Distribution axiom (K)

Question

What is the reason for taking the following as the axiom in normal modal logics: □(p → q) → (□p → □q)? What is special about this formula that makes it an axiom? Does it express some kind of tautology? For example, the following is an axiom of propositional logic and is clearly a tautology: (p → (q → s)) → ((p → q) → (p → s)). I wonder if there are similar justifications for the distribution axiom as well.

Answer 1

Yes, it is valid in every Kripke model.
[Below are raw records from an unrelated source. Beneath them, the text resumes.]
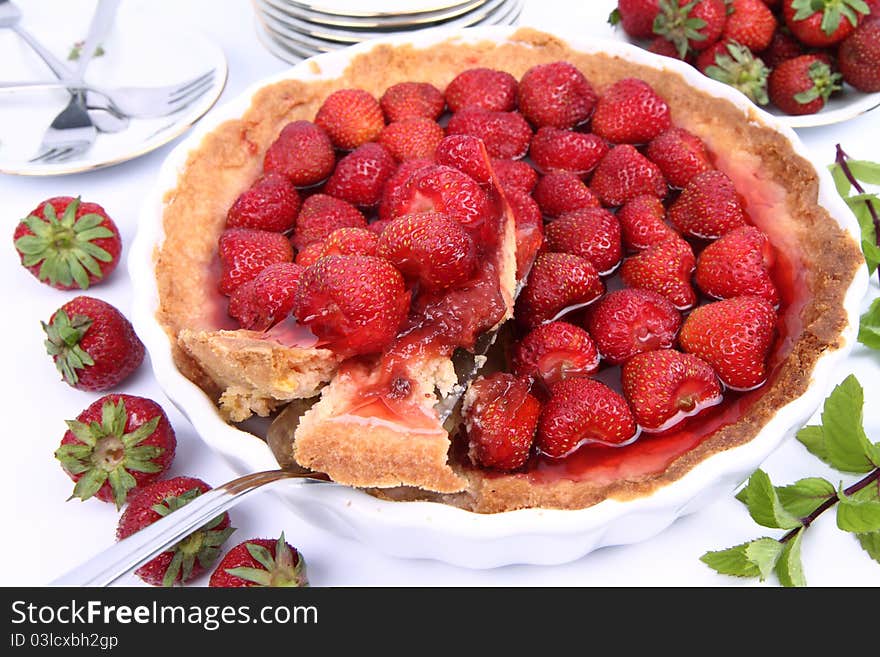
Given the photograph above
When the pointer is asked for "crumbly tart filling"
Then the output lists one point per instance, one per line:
(248, 373)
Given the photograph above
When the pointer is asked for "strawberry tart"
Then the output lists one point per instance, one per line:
(642, 272)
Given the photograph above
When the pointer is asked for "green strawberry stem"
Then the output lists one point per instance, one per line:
(808, 520)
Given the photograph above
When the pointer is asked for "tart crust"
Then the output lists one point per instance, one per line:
(783, 203)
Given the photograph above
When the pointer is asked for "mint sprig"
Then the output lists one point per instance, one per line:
(839, 441)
So, if we want our deduction system to be complete with respect to Kripke semantics, it needs to be derivable, and for that we can simply put it as an axiom.
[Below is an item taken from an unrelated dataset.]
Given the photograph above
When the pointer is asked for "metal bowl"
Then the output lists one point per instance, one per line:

To prove it holds in an arbitrary Kripke model $(W, R, \Vdash)$, we use that $w\Vdash (a\to b)$ for a world $w\in W$ iff whenever $w\Vdash a$, we also have $w\Vdash b$. (In other words, $w\not\Vdash (a\to b)\ $ iff $\ w\Vdash a$ and $w\not\Vdash b$.)
Now assume $\def\box{\Box} w\Vdash \box(p\to q)$, then we want $w\Vdash \box p\to\box q$, so assume also $w\Vdash \box p$.

Using Kripke semantics for $\box$, these mean that for all worlds $w'\in W$ that is seen from $w$ (i.e. $w\, R\, w'$) we have both $w'\Vdash p\to q$ and $w'\Vdash p$.
But then it follows that $w'\Vdash q$, and as this holds for all $w'$ which satisfy $w\, R\, w'$, we get $w\Vdash \box q$.